There are two ways to execute your code on multiple cores: Multiprocessing and multithreading. Both, processes and threads, provide the possibility to execute code sequences independently and concurrently. But where is the difference?
- When you execute code in multiple processes, the operating system handles the scheduling. It decides when which process gets executed and tries to find an optimal order. Every process has its own memory segment. A process is sometimes also called "kernel level thread".
- When you execute code in multiple threads, all threads have one process they belong to (see Multi-Threading models, also from Java). Every set of threads that have the same process share their memory.
In Java, you will use multithreading most of the time. I will only write about multithreading, but you can create multiple processes wiht ProcessBuilder.
Java Basics for Multithreading
All important lessons you need to learn are covered in Java Concurrency Tutorial. If you're really interested in multithreading, you should read this.
You can put the part that can get executed concurrently in a separate class that implements the interface Runnable. This class has a method called run(). You can create a new Thread(Runnable) by calling start().
Here is an example:
Sum
public class Sum implements Runnable {
private final int UpperEnd;
public Sum(int upperEnd) {
UpperEnd = upperEnd;
}
@Override
public void run() {
for (int i = 0; i < UpperEnd; i++) {
RaceCondition.bigSum++;
}
}
}
Main
import java.util.ArrayList;
import java.util.List;
public class Main {
public static int BIG_NR;
public static int NR_THREADS;
public static long bigSum;
public static void main(String[] args) {
if (args.length < 2) {
System.err.println("You should specify the number "
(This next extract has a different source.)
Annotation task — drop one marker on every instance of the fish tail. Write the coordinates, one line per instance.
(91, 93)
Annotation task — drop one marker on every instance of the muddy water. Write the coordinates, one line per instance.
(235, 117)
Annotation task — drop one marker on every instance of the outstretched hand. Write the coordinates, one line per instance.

+ "of threads and BIG_NR. Call me like this:\n"
+ "java -jar RaceCondition.jar 5 20000\n"
+ "This will create 5 Threads which try to count"
+ "up to 2000000.\n" + "-v will show status "
+ "information ");
return;
}
boolean verbose = false;
if (args.length > 2) {
verbose = true;
}
NR_THREADS = Integer.parseInt(args[0]);
BIG_NR = Integer.parseInt(args[1]);
List<Thread> threads = new ArrayList<Thread>();
for (int i = 0; i < NR_THREADS; i++) {
Runnable task = new Sum(BIG_NR);
Thread worker = new Thread(task);
worker.start();
threads.add(worker);
}
int running = 0;
do {
running = 0;
for (Thread thread : threads) {
if (thread.isAlive()) {
running++;
}
}
if (verbose) {
System.out.println("Remaining threads: " + running);
}
} while (running > 0);
System.out.println(RaceCondition.bigSum);
}
}
Call it like this:
java Main 5 2000
Race Conditions
When you execute the code above, the output will vary. Why is this the case?
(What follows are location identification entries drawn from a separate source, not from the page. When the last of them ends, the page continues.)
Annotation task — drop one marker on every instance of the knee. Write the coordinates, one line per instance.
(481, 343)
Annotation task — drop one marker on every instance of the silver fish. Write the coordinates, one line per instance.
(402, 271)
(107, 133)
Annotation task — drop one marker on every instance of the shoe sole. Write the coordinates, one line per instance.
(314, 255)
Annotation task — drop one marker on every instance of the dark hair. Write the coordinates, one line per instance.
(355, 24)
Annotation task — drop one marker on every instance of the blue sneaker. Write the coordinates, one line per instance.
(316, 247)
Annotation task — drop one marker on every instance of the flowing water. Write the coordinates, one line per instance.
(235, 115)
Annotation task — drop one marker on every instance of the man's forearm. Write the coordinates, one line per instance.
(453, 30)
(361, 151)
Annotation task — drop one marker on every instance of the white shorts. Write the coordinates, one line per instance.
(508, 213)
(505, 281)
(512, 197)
In short: The execution order is not defined and RaceCondition.bigSum++
is not atomic.
Let's imagine that you call this with two threads only:
java Main 2 2000
Now you could get this execution order:
- Thread 1: Loads
RaceCondition.bigSum
. It is 0. - Thread 2: Executes completely. Now
RaceCondition.bigSum
is 2000 - Thread 1: Increases the loaded value of
RaceCondition.bigSum
by 1. Now it is 1. - Thread 1: Finishes it's execution. The Value of
RaceCondition.bigSum
is 2000 = BIG_NR.
Ok, we can obviously get values in \([\text{BIG}\_\text{NR}, \text{NR}\_\text{THREADS} \cdot \text{BIG}\_\text{NR}]\).
Can we get smaller values? Yes, we can!
Execute:
java Main 50 20000
- Thread 1 loads
bigSum
. It's 0. - Thread 2 loads
bigSum
. It's 0. - Thread 3 - 50 execute completely.
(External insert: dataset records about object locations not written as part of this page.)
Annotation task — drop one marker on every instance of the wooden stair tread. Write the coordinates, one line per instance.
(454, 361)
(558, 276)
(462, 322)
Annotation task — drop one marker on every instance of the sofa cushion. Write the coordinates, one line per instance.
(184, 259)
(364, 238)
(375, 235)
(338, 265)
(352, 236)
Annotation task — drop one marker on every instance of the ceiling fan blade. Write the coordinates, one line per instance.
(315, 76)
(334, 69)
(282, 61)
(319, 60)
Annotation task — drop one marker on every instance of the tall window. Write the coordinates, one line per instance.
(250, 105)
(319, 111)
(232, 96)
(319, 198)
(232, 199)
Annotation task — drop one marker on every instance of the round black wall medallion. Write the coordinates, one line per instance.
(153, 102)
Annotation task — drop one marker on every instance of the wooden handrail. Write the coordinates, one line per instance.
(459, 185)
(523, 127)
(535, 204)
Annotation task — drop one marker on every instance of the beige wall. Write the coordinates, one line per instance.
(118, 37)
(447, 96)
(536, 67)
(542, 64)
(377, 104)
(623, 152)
- Thread 2 executes until it is at the latest
bigSum++
. The latest doesn't execute. - Thread 1 increases the loaded value from 0 to 1 and writes 1 back
- Thread 2 loads
bigSum
= 1 - Thread 1 executes and finishes.
- Thread 2 increases the loaded value from 1 to 2 and writes 2 back.
You can get all values in \([2, \text{NR}\_\text{THREADS} \cdot \text{BIG}\_\text{NR}]\)!
Usually, you don't want to get different results when you give the same input to your program. How can you fix this? Take a look at AtomicLong and replace the long bigNr
by the AtomicLong bigNr
.
Playing with BASH
If you want to execute this more often, you could save it as a executable JAR and execute the following bash script. It takes three arguments:
- $1: The number of times you execute a the program with a fixed number of THREADS
- $2: The maximum number of THREADS you would like to use
- $3: BIG_NR
The script executes the program \($1 \cdot $2\) times. The output gets divided by the number of threads and the result is saved in raceCondition.tmp. Every line is one execution of the program. When the second number is BIG_NR, then no race conditions occured.
rm raceCondition.tmp
touch raceCondition.tmp
# Up to $2 threads
for (( threads=1;threads<=$2; threads++))
do
for (( c=1; c<=$1; c++ ))
do
# $threads threads, count up to $3 in each thread
thisExecutionSum=`java -jar RaceCondition.jar $threads $3`
# Normalize: thisExecutionSum / number of threads
normalizedSum=`awk -vsome=$thisExecutionSum -vtotal=$threads 'BEGIN { printf("%d\n", some/total); exit } '`
echo -e $threads"\t"$normalizedSum >> raceCondition.tmp
done
done